Así lo señaló el Colegio de Médicos y Cirujanos, que sostiene que, si bien el Ministerio de Salud es el ente rector del Sector Salud, eso no significa que pueda “invadir las funciones específicas de los órganos” ni mucho menos de otros entes públicos no estatales como el propio Colegio, que tiene autonomía administrativa y legal.

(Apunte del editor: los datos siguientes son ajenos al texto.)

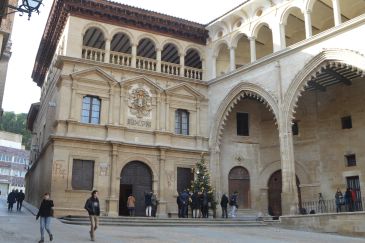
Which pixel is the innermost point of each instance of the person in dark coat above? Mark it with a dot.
(45, 213)
(19, 200)
(224, 203)
(148, 203)
(11, 200)
(348, 200)
(92, 206)
(205, 205)
(195, 205)
(178, 202)
(184, 201)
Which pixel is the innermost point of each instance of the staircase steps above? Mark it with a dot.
(160, 222)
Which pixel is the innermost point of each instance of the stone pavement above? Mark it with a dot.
(21, 227)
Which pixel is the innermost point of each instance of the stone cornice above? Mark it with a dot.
(293, 49)
(109, 12)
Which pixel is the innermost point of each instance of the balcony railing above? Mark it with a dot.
(124, 59)
(193, 73)
(329, 206)
(93, 54)
(119, 58)
(170, 68)
(146, 63)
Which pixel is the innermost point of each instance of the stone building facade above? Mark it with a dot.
(6, 27)
(270, 91)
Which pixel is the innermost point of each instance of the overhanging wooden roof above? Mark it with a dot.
(113, 13)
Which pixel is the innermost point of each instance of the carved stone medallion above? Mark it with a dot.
(140, 102)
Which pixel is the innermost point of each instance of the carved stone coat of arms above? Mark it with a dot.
(140, 102)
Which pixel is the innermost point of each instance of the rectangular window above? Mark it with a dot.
(242, 124)
(295, 128)
(182, 122)
(346, 122)
(82, 174)
(184, 178)
(350, 160)
(90, 112)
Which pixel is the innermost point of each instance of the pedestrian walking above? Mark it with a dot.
(19, 200)
(154, 204)
(11, 200)
(148, 203)
(92, 206)
(233, 203)
(205, 205)
(184, 200)
(224, 203)
(195, 205)
(131, 205)
(45, 213)
(348, 200)
(178, 202)
(339, 200)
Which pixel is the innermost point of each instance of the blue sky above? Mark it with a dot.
(21, 91)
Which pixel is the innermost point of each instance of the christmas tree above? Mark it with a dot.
(201, 181)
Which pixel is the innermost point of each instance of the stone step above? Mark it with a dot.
(155, 222)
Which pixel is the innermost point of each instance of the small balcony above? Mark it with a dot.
(143, 55)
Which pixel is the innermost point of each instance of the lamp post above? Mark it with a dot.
(27, 6)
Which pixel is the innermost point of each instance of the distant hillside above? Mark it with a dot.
(16, 123)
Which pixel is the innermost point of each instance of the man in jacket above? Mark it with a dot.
(224, 202)
(93, 208)
(19, 200)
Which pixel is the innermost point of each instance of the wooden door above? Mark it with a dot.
(137, 176)
(353, 182)
(275, 189)
(184, 178)
(239, 181)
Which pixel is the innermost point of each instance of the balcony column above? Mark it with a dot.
(182, 64)
(204, 70)
(214, 66)
(134, 55)
(308, 24)
(252, 48)
(158, 58)
(336, 12)
(232, 57)
(107, 51)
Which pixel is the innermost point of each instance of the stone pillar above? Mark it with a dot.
(336, 12)
(158, 58)
(122, 107)
(204, 70)
(167, 115)
(112, 201)
(214, 67)
(252, 48)
(107, 51)
(134, 55)
(198, 118)
(182, 65)
(158, 104)
(232, 57)
(111, 105)
(278, 37)
(162, 206)
(289, 194)
(308, 24)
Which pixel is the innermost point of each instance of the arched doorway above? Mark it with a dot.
(275, 188)
(136, 179)
(239, 180)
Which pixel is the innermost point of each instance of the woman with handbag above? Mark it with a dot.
(45, 213)
(339, 200)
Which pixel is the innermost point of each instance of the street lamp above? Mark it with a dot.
(27, 6)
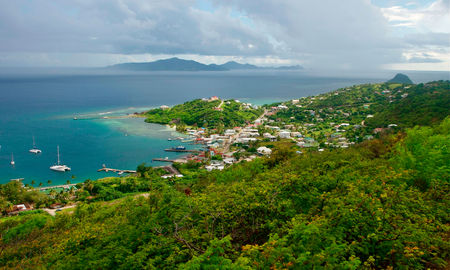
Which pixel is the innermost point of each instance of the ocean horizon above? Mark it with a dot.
(43, 106)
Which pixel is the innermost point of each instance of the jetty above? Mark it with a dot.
(104, 169)
(170, 169)
(179, 160)
(66, 186)
(181, 150)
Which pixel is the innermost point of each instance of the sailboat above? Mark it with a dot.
(34, 150)
(58, 167)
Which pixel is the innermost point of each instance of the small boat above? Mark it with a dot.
(58, 167)
(35, 150)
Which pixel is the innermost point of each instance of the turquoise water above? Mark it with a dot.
(44, 105)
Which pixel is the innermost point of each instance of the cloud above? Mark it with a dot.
(326, 34)
(125, 27)
(424, 60)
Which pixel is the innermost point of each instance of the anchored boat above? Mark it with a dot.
(35, 150)
(58, 167)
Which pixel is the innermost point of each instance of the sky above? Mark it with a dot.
(319, 35)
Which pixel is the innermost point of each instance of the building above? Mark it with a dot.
(264, 150)
(270, 137)
(284, 134)
(229, 132)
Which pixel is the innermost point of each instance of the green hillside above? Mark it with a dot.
(203, 113)
(381, 204)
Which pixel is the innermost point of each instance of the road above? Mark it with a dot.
(52, 212)
(228, 143)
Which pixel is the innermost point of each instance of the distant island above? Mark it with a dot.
(400, 78)
(177, 64)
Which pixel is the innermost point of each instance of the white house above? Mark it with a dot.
(284, 134)
(230, 132)
(264, 150)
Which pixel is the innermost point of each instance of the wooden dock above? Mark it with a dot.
(115, 170)
(181, 150)
(66, 186)
(180, 160)
(169, 169)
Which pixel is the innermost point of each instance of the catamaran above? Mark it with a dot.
(58, 167)
(35, 150)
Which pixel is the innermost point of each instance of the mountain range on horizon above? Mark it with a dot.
(177, 64)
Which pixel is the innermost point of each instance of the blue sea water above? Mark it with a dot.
(43, 106)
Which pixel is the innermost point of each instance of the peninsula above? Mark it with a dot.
(351, 179)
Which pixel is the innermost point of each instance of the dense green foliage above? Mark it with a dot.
(381, 204)
(13, 193)
(424, 105)
(362, 207)
(204, 114)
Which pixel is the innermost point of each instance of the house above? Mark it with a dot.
(20, 207)
(284, 134)
(246, 140)
(270, 137)
(378, 130)
(264, 150)
(229, 160)
(229, 132)
(215, 165)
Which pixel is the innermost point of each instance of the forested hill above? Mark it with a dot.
(381, 204)
(212, 113)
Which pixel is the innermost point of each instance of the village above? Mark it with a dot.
(308, 124)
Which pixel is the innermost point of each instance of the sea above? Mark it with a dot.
(42, 105)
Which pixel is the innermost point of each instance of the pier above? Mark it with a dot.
(66, 186)
(181, 150)
(115, 170)
(180, 160)
(170, 169)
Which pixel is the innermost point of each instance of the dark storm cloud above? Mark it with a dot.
(126, 27)
(351, 34)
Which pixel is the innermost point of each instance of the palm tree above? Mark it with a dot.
(53, 193)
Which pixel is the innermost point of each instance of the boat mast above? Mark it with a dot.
(58, 153)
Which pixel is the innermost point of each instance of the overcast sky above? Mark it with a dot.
(319, 34)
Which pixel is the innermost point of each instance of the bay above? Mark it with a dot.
(43, 104)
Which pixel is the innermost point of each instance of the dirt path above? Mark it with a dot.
(52, 212)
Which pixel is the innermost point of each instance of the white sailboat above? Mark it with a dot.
(35, 150)
(58, 167)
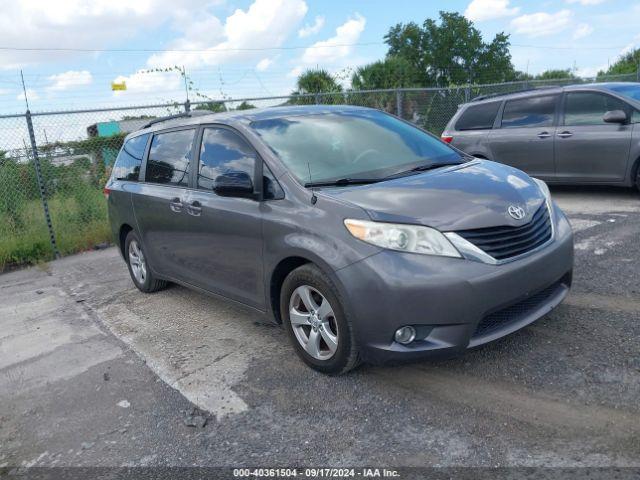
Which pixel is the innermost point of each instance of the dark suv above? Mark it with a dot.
(368, 238)
(576, 134)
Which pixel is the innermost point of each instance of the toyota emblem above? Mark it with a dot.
(516, 212)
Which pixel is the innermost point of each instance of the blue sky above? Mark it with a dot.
(255, 48)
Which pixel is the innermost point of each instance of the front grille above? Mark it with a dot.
(506, 242)
(514, 313)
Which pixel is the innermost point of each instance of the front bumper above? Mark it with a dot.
(454, 304)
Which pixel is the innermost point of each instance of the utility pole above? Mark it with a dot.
(42, 186)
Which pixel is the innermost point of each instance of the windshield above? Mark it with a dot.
(631, 91)
(326, 147)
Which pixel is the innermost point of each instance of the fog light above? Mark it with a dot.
(405, 335)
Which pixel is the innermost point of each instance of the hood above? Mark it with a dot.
(473, 195)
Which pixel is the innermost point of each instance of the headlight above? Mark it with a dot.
(544, 188)
(403, 238)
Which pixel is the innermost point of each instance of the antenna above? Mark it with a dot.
(314, 199)
(24, 89)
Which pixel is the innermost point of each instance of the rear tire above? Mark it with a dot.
(313, 315)
(141, 274)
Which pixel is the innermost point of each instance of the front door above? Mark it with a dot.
(587, 148)
(225, 233)
(524, 136)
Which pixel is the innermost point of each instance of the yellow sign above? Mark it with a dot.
(118, 86)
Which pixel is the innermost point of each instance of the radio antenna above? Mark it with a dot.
(314, 199)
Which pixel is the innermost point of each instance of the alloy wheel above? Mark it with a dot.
(313, 322)
(137, 262)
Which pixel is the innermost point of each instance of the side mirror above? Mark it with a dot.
(615, 116)
(234, 184)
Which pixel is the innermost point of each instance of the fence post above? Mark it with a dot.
(399, 103)
(41, 184)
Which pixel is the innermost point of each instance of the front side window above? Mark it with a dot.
(363, 144)
(127, 166)
(529, 112)
(478, 117)
(222, 152)
(169, 158)
(630, 90)
(588, 108)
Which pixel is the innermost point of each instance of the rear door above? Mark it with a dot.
(472, 127)
(225, 233)
(159, 203)
(523, 137)
(587, 148)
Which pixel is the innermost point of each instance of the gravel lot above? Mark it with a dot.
(92, 372)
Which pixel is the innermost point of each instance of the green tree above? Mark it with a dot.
(392, 72)
(627, 63)
(317, 81)
(451, 52)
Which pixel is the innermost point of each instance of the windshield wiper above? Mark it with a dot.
(421, 168)
(343, 182)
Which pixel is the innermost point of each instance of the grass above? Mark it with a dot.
(79, 222)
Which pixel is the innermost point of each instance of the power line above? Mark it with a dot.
(183, 50)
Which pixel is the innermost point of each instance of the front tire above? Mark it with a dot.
(138, 265)
(319, 329)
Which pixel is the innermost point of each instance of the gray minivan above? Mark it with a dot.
(580, 134)
(368, 238)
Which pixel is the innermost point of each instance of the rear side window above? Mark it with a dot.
(169, 158)
(478, 117)
(223, 151)
(529, 112)
(588, 108)
(127, 166)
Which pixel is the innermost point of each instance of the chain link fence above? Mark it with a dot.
(53, 165)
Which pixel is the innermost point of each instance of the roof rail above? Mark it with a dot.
(502, 94)
(194, 113)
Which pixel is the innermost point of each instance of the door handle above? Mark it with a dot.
(195, 208)
(175, 205)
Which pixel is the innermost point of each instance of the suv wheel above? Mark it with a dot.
(316, 323)
(138, 264)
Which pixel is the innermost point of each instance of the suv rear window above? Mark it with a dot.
(478, 117)
(529, 112)
(127, 165)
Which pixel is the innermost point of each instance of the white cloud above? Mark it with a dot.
(337, 47)
(586, 72)
(158, 84)
(264, 23)
(78, 24)
(587, 2)
(263, 64)
(70, 79)
(582, 30)
(481, 10)
(541, 24)
(309, 30)
(31, 95)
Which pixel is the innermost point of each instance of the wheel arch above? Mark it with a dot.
(283, 268)
(125, 228)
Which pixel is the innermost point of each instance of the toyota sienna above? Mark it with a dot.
(366, 237)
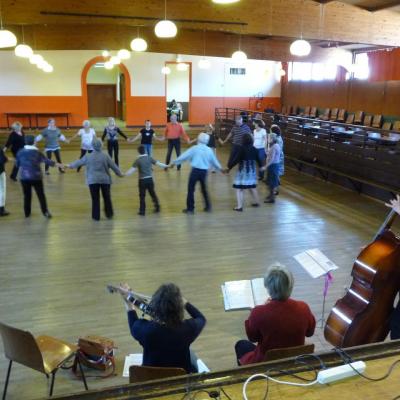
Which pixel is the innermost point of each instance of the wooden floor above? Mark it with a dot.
(54, 273)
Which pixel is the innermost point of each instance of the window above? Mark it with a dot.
(237, 71)
(298, 71)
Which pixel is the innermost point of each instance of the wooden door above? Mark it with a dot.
(102, 100)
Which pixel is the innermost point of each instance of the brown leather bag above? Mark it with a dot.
(97, 352)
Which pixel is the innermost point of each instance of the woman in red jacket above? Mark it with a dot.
(280, 322)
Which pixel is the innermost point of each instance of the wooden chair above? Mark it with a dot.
(350, 119)
(387, 126)
(44, 354)
(287, 352)
(377, 121)
(396, 126)
(367, 120)
(358, 117)
(325, 115)
(139, 373)
(334, 114)
(341, 115)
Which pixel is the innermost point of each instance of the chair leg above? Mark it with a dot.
(82, 373)
(53, 377)
(7, 379)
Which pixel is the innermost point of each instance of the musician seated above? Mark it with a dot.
(280, 322)
(166, 339)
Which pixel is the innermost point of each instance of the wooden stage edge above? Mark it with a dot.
(378, 357)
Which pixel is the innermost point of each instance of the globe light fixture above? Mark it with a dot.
(7, 38)
(239, 56)
(182, 67)
(165, 29)
(138, 44)
(124, 54)
(114, 60)
(23, 50)
(48, 68)
(300, 48)
(108, 65)
(204, 64)
(35, 59)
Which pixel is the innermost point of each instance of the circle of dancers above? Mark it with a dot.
(249, 149)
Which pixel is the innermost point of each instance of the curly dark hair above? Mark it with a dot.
(167, 305)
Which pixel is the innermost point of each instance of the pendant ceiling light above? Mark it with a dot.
(204, 63)
(300, 47)
(239, 56)
(124, 54)
(35, 59)
(138, 44)
(225, 1)
(165, 28)
(7, 38)
(182, 67)
(23, 50)
(166, 70)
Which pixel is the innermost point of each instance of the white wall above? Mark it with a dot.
(102, 75)
(178, 85)
(18, 77)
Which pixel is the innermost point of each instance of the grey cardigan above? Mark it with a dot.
(97, 167)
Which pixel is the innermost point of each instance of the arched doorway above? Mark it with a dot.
(103, 96)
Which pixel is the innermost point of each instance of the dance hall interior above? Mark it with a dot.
(198, 199)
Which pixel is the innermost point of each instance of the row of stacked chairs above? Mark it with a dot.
(340, 115)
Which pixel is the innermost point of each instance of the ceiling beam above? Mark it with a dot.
(383, 6)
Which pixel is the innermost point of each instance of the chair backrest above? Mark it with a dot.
(387, 125)
(358, 116)
(21, 347)
(367, 120)
(341, 114)
(334, 113)
(396, 126)
(350, 119)
(138, 373)
(377, 120)
(286, 352)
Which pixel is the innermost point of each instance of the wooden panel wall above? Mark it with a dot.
(370, 97)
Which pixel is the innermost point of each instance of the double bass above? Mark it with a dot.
(362, 316)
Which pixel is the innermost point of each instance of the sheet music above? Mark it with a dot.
(238, 295)
(132, 359)
(315, 262)
(260, 293)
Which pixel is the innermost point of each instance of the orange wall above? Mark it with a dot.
(201, 111)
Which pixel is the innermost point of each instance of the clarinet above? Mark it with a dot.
(134, 299)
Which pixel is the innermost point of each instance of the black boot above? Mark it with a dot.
(3, 212)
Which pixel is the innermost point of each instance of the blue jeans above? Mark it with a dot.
(149, 149)
(197, 175)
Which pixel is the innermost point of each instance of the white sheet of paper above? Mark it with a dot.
(315, 262)
(322, 260)
(260, 293)
(132, 359)
(238, 295)
(201, 366)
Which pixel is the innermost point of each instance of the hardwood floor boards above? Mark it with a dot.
(54, 273)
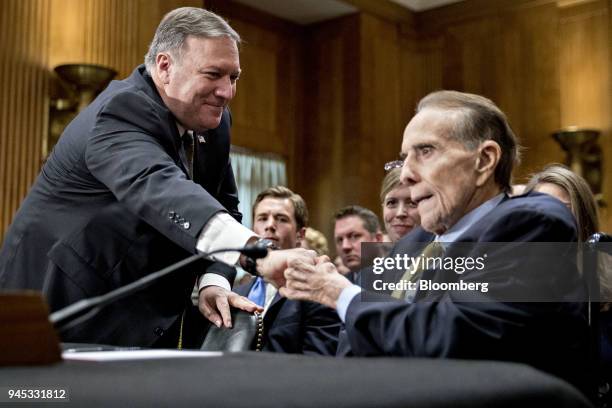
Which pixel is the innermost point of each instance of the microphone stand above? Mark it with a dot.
(61, 319)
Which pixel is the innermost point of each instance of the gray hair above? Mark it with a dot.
(182, 22)
(481, 120)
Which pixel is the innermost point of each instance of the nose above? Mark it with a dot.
(402, 210)
(408, 175)
(346, 245)
(225, 88)
(270, 224)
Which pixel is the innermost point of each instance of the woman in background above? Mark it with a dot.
(560, 182)
(571, 189)
(400, 215)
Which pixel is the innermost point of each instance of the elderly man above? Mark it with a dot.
(138, 181)
(290, 326)
(458, 154)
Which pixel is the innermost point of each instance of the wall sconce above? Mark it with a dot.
(583, 156)
(81, 83)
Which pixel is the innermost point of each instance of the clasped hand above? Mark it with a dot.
(300, 275)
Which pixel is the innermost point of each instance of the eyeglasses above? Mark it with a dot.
(395, 164)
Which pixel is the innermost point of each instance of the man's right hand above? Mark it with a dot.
(273, 266)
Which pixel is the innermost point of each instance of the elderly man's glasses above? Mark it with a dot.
(395, 164)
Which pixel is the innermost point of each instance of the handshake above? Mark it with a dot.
(299, 274)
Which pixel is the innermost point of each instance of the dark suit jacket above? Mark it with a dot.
(113, 203)
(292, 326)
(550, 336)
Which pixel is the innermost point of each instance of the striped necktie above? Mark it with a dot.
(188, 149)
(432, 250)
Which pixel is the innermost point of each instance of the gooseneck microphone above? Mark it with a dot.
(63, 319)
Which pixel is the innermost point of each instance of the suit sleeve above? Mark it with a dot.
(128, 153)
(460, 327)
(321, 328)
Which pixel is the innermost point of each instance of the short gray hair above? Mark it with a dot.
(182, 22)
(481, 120)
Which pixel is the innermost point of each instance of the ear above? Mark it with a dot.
(489, 154)
(163, 63)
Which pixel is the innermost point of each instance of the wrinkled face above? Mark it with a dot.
(274, 219)
(197, 87)
(556, 191)
(399, 213)
(349, 233)
(439, 171)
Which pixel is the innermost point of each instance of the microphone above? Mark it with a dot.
(258, 250)
(62, 319)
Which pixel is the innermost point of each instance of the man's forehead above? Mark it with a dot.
(348, 224)
(276, 205)
(428, 125)
(216, 52)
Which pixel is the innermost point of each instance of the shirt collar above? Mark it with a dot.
(469, 219)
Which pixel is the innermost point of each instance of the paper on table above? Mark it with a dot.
(136, 354)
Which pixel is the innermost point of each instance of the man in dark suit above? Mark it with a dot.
(352, 226)
(458, 154)
(139, 180)
(290, 326)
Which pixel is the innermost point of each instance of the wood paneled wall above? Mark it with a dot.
(333, 97)
(37, 35)
(545, 63)
(267, 111)
(24, 37)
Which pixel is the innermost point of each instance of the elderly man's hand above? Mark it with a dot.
(214, 303)
(319, 283)
(273, 266)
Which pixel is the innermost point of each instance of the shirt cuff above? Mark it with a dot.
(209, 279)
(223, 231)
(344, 300)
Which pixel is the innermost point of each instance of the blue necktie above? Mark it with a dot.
(258, 292)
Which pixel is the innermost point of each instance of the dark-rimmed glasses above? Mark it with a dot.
(395, 164)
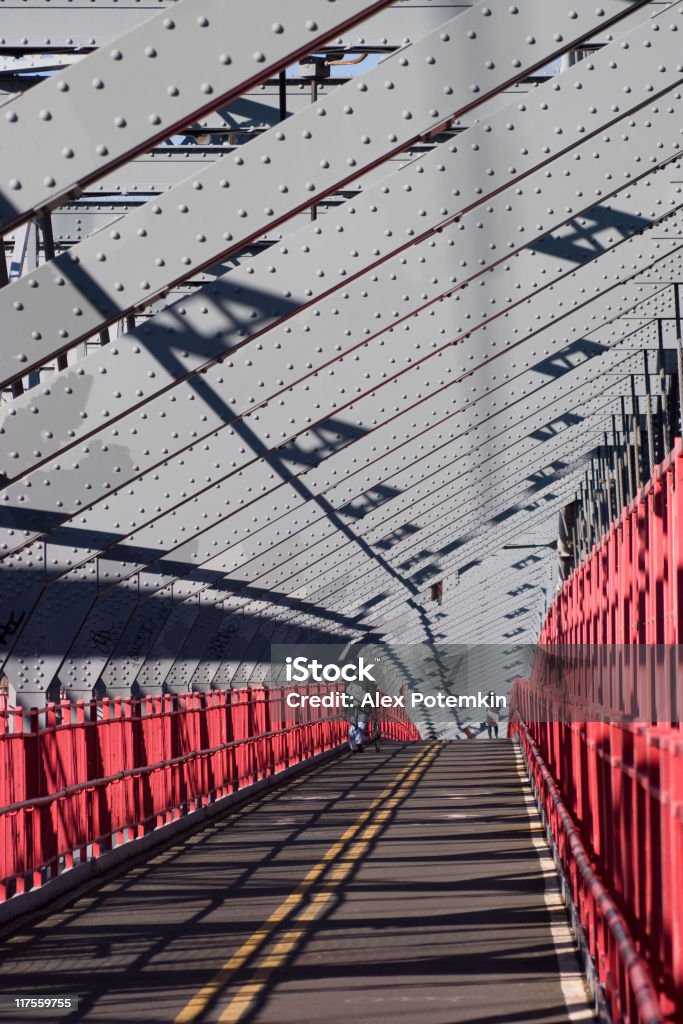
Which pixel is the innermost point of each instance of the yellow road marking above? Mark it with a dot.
(249, 991)
(198, 1004)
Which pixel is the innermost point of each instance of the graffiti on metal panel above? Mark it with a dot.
(104, 640)
(9, 628)
(369, 501)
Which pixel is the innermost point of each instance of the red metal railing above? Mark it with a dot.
(78, 779)
(615, 630)
(629, 989)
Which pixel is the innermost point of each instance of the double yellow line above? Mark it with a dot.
(380, 809)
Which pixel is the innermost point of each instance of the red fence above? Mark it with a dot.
(630, 589)
(622, 780)
(94, 775)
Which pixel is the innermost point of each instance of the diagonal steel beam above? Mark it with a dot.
(88, 119)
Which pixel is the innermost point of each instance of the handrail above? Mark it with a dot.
(137, 772)
(637, 969)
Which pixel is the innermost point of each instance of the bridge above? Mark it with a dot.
(341, 394)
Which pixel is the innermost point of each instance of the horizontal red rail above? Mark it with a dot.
(631, 993)
(95, 775)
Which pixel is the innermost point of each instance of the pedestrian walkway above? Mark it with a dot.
(392, 887)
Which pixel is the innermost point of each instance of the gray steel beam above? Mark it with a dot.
(158, 244)
(152, 60)
(99, 392)
(43, 27)
(119, 508)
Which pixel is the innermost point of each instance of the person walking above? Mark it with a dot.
(493, 718)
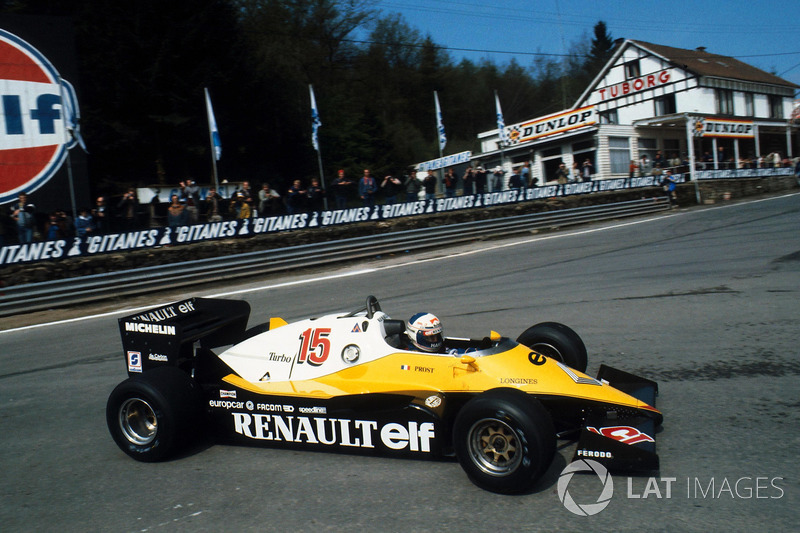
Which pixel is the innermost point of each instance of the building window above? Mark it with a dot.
(775, 106)
(609, 117)
(749, 105)
(724, 99)
(665, 105)
(632, 69)
(619, 154)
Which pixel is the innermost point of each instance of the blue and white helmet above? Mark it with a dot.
(425, 332)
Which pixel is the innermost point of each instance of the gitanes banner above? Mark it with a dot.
(245, 228)
(38, 111)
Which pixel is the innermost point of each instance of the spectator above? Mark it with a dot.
(515, 181)
(575, 172)
(100, 215)
(721, 157)
(497, 179)
(54, 230)
(66, 226)
(587, 170)
(367, 189)
(24, 215)
(706, 159)
(267, 200)
(450, 181)
(341, 189)
(239, 207)
(213, 205)
(84, 224)
(644, 166)
(561, 174)
(391, 188)
(429, 183)
(190, 194)
(176, 213)
(480, 180)
(657, 171)
(468, 180)
(658, 160)
(412, 186)
(525, 173)
(127, 208)
(669, 185)
(315, 195)
(247, 193)
(295, 198)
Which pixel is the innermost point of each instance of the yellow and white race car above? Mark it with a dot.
(355, 382)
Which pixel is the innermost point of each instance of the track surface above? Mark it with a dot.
(703, 301)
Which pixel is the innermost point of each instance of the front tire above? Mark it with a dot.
(154, 415)
(504, 440)
(558, 342)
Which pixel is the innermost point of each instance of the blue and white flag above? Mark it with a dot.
(212, 128)
(501, 123)
(315, 121)
(72, 115)
(439, 124)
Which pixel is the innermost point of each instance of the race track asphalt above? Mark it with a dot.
(705, 301)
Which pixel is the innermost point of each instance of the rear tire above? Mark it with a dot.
(505, 440)
(154, 415)
(558, 342)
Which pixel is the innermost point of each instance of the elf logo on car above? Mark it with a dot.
(33, 131)
(334, 431)
(625, 434)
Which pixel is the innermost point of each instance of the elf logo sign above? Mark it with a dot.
(37, 112)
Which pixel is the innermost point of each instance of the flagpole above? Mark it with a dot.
(315, 124)
(211, 127)
(440, 136)
(500, 129)
(66, 147)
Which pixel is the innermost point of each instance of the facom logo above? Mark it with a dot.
(34, 103)
(588, 509)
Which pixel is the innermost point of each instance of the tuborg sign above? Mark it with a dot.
(34, 135)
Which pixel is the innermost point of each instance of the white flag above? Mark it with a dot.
(501, 123)
(212, 128)
(315, 121)
(439, 124)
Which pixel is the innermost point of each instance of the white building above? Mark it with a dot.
(685, 104)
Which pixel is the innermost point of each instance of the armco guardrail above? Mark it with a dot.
(33, 297)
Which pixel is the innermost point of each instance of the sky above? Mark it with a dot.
(763, 33)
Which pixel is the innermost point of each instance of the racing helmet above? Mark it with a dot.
(425, 332)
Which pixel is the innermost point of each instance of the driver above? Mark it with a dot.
(424, 331)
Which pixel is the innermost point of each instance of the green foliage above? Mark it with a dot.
(144, 63)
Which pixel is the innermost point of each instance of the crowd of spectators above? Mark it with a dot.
(23, 223)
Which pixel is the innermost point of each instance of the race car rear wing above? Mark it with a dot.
(625, 443)
(166, 335)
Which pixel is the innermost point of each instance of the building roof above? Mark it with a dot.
(707, 64)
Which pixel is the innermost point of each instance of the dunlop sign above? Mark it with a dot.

“Pretender la aplicación del decreto, desemboca en una violación al principio de legalidad, por violación al principio de juridicidad que obliga al Estado y todos sus órganos a someterse a la ley y al ordenamiento jurídico; es decir, se le prohíbe al Poder Ejecutivo sancionar normas inconstitucionales e ilegales como el presente decreto amparado en una situación previsible y evitable”, detalló el Colegio de Médicos.
Añadió que “este último aspecto prueba adicionalmente la arbitrariedad de la que padece el decreto, pues de ninguna manera un acto, aunque fuese previsible, pero por su génesis evitable, constituiría una situación que permita la emisión de un decreto de emergencia sanitaria para cancelar o suspender la aplicación del control del colegio como se pretende, pues la inacción de la administración tampoco es justificación legal para decretar una emergencia amparada a un decreto cuyas normas son inferiores a las de la ley Orgánica del Colegio”.
Más violaciones
Para el Colegio de Médicos, el decreto violentó también el principio de inderogabilidad singular de las normas, pues permite exenciones y omisión de requisitos a médicos no autorizados, lo que lesiona el principio de igualdad de todos aquellos profesionales, incluidos los extranjeros que se sometieron al proceso de incorporación y obtuvieron su autorización para el ejercicio de sus especialidades.
“Todo lo anterior en detrimento del interés público, dado que este tipo de excepciones lejos de proteger a la salud pública atentan contra ella; es decir, si el Colegio no puede realizar las funciones de control, regulación y vigilancia del ejercicio profesional a médicos no autorizados por el Colegio para ejercer, pero que a partir de una dispensa amparada por normas ilegales son asignados por la CCSS a la atención de los servicios de salud, el riesgo lo correrá el paciente que no tiene garantía de la idoneidad del profesional que lo atiende.
“Esto último constituye también una violación al principio constitucional de idoneidad, pues esos médicos atenderían gran cantidad de pacientes sin la garantía del colegio, que es garante de este principio de idoneidad técnica”, apuntó la entidad.
Agregó que esta semana autorizó a 20 especialistas que ingresarán a la CCSS y que, en coordinación con la Gerencia Médica, la próxima semana estarían autorizándose 60 especialistas del programa de la Universidad de Costa Rica (UCR) y se esperan otros 12 de una universidad privada.
Los 92 médicos son de especialidades como: anestesiología y recuperación, ginecología y obstetricia, cirugía general, infectología, neonatología, ortopedia y traumatología, pediatría, cardiología, medicina familiar y comunitaria, medicina interna entre otros.
“Lo señalado añade un argumento más que demuestra la ilegalidad del decreto de emergencia sanitaria, el cual, frente al inminente ingreso de todos estos profesionales debidamente autorizados por este colegio profesional en cumplimiento de sus deberes y obligaciones, sí cuentan con los requisitos de idoneidad para el ejercicio de sus disciplinas garantizando la atención médica con la calidad que la población se merece”, recalcó el Colegio.
Según datos recientes de la CCSS, un total de 71 médicos renunciaron a la entidad. Ante la posibilidad de que a partir del 15 de diciembre aumente la cantidad de dimisiones, la Caja implementó un plan para garantizar la continuidad de los servicios, que está compuesto por varias estrategias y tendrá un costo inicial de ¢8.186 millones durante seis meses.